Why lawyers keep walking away

Legal analysts see a pattern: high-profile advocates collide with the tribunal’s strict clocks, then step aside rather than risk malpractice claims. Pedro Delille quit for similar reasons last year, blaming what he called an “insurmountable climate” between the bench and the defence. Each departure forces a reset that opponents label a stalling tactic and supporters frame as a constitutional necessity when adequate preparation time is denied.

The ticking clock and the 300 000-page labyrinth

At the heart of the dispute is scale. The indictment runs to more pages than Portugal’s entire Civil Code. Prosecutors enjoyed months to craft their case; the defence, the judge insists, needs far less because most evidence has already been picked over during pre-trial hearings. Sócrates counters that compressing the schedule breaches Article 6 of the European Convention on Human Rights, which promises enough time and means to prepare. The tension illustrates how mega-trials test the limits of classic courtroom logistics.

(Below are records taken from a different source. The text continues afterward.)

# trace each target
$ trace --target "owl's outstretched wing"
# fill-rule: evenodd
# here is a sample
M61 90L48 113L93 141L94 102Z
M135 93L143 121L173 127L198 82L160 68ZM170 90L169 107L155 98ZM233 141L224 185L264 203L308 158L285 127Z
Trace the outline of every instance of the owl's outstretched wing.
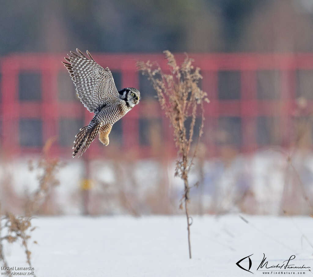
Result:
M87 56L78 49L70 51L67 62L62 62L69 71L77 95L90 112L119 98L112 73L96 62L87 51Z

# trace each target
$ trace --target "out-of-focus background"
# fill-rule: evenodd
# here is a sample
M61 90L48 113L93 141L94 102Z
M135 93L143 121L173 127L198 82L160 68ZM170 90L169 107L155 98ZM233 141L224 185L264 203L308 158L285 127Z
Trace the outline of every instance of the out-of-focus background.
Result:
M181 212L172 130L136 67L165 68L168 50L194 59L211 101L190 173L191 185L199 181L192 213L312 212L310 0L4 1L0 26L3 208L22 213L50 172L38 213ZM96 139L79 159L72 142L92 115L61 62L76 47L110 68L118 90L142 96L109 146ZM43 165L55 158L59 169Z

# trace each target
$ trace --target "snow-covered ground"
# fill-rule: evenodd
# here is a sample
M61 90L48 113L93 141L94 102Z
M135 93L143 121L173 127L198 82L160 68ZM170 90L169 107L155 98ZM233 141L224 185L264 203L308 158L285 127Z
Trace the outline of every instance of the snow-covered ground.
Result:
M251 273L236 263L253 254L250 270L260 276L264 253L269 266L294 255L290 263L313 268L313 219L243 216L248 223L238 214L194 216L191 260L182 216L39 217L33 265L37 277L244 277ZM18 245L6 245L5 253L10 266L27 266ZM248 269L249 260L240 264Z

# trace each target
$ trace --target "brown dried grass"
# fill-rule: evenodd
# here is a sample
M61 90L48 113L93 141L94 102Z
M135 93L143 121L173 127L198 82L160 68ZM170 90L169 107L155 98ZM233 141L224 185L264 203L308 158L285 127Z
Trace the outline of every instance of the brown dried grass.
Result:
M188 174L193 165L199 139L203 133L204 120L203 102L209 102L207 93L198 86L202 77L199 67L194 68L193 61L186 54L183 62L177 65L174 55L170 52L163 52L167 61L170 74L164 73L156 62L149 61L138 61L137 68L143 75L147 77L156 92L159 102L173 127L173 139L177 149L178 158L176 161L175 176L184 182L184 193L180 207L184 204L187 219L189 257L191 258L190 226L192 219L189 216L188 204L189 200L190 186ZM200 128L196 130L198 135L197 145L193 153L191 151L195 132L196 119L199 113L201 123ZM187 119L191 118L190 123Z

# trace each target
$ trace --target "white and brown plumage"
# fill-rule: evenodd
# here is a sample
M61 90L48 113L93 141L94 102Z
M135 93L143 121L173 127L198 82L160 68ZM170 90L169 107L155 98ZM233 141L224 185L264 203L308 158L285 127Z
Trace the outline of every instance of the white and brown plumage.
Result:
M95 113L89 124L81 128L75 136L73 157L81 149L79 157L89 147L99 132L99 139L106 146L113 125L139 103L140 94L134 88L118 91L109 67L104 69L96 62L89 52L85 56L76 49L70 51L63 61L76 87L84 105Z

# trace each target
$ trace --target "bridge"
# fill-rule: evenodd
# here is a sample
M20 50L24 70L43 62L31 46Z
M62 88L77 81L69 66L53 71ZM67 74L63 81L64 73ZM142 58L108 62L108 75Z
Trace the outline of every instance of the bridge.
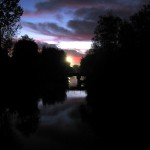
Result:
M69 90L86 90L85 88L85 75L80 73L70 73L67 75L69 78ZM72 78L72 81L71 81ZM74 82L74 83L71 83Z

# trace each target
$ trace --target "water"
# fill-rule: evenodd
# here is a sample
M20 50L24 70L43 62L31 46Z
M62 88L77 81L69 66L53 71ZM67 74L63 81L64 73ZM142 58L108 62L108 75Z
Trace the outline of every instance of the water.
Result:
M68 91L63 103L43 106L39 101L39 122L37 129L24 136L14 128L19 150L86 150L93 147L95 136L87 123L82 122L80 105L85 103L85 91ZM34 125L35 122L30 123ZM28 125L28 124L26 124ZM17 149L15 148L15 149Z

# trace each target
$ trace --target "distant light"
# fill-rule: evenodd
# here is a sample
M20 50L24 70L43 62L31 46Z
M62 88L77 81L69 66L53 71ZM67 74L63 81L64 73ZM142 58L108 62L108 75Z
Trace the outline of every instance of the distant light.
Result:
M72 59L72 57L71 56L67 56L66 57L66 61L67 62L69 62L70 63L70 65L72 64L72 62L73 62L73 59Z

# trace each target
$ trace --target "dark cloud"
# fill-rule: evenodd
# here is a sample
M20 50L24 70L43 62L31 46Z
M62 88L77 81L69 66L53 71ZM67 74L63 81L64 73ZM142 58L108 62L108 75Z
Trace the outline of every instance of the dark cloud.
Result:
M142 0L47 0L39 2L35 5L38 11L55 11L63 8L87 8L87 7L99 7L105 6L109 8L112 5L120 6L134 6L141 4Z
M85 54L82 54L78 50L65 50L68 55L76 56L76 57L84 57Z
M37 2L34 11L25 10L24 15L38 17L45 13L55 16L60 24L24 22L23 26L51 36L55 41L89 41L93 37L98 16L111 12L126 18L136 12L143 2L145 0L45 0Z
M32 29L32 31L53 37L56 41L86 41L91 40L92 32L89 33L90 26L93 23L82 21L70 21L68 23L69 28L64 28L55 23L31 23L23 22L23 25Z
M68 27L77 34L92 34L95 25L95 22L86 20L70 20L68 22Z

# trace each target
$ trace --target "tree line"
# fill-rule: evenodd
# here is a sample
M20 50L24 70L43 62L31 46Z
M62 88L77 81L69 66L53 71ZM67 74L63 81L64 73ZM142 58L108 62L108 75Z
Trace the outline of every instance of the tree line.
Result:
M150 5L128 19L100 16L92 41L80 66L86 75L87 120L110 145L138 145L146 123Z

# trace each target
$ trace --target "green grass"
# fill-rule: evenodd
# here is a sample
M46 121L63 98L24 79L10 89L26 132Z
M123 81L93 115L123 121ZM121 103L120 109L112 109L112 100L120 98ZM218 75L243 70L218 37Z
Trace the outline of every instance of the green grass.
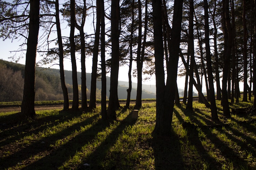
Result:
M152 135L155 103L143 104L137 121L129 114L134 105L112 122L101 119L100 107L38 111L28 120L1 113L0 169L256 169L255 114L227 119L216 103L220 122L228 125L209 128L210 110L194 102L193 111L175 106L171 136L158 138ZM183 128L184 122L194 125Z

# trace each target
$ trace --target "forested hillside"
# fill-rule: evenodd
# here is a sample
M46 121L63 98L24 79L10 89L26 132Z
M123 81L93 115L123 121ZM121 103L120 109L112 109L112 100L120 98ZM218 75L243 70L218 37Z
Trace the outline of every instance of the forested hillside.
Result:
M25 65L0 60L0 102L21 101L22 100L24 84ZM63 100L63 95L60 86L59 70L55 69L37 67L36 68L35 97L36 101L59 100ZM72 71L65 70L65 81L69 92L70 100L73 97ZM89 98L90 89L91 73L86 73L87 96ZM79 89L79 96L81 96L81 73L77 73L77 80ZM110 79L107 77L107 89L109 89ZM126 82L122 82L118 86L118 95L119 99L125 99L127 96ZM137 87L137 83L133 83ZM143 85L144 89L142 98L155 98L155 85ZM97 82L96 97L101 98L101 85L99 80ZM136 98L136 90L132 90L131 99ZM107 90L107 98L109 97L109 91ZM81 98L80 100L81 100Z

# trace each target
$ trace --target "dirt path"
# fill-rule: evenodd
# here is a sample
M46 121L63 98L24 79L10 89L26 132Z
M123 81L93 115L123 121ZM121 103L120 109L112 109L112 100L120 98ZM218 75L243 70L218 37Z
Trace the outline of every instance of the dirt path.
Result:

Potential replacements: who would dare?

Names circulating in Lisbon cafés range from seasoned white-collar specialist Paulo Sa e Cunha to rising criminal litigator Inês Franco, yet no candidate has stepped forward publicly. Any volunteer inherits a file that fills an archive room and a client determined to litigate every procedural turn. Senior lawyers quietly admit the brief is “career-defining, or career-ending”.

International complaints raise the stakes

While hunting for local counsel, Sócrates has activated a foreign legal front. Belgian lawyers last week lodged a fresh submission before the ECHR and alerted the UN in Geneva, arguing that Portugal’s judiciary shows a “double standard” by granting the prosecution generous timelines while rushing the defence. Such petitions rarely halt domestic trials, yet they pile symbolic pressure on Lisbon’s courts and could translate into damages later.

What comes next for Portuguese taxpayers

Judge Susana Seca has given the former leader until the end of the month to name a new attorney. If he fails, Velho’s court-appointed mandate becomes permanent, potentially triggering a wave of appeals and, in practical terms, still more hearings about hearings. Citizens footing the bill are left to wonder whether the marathon case will advance before the statute of limitations erodes key charges. For now, the only certainty is that Portugal’s most watched legal saga has added another chapter — and another lawyer-shaped cliff-hanger.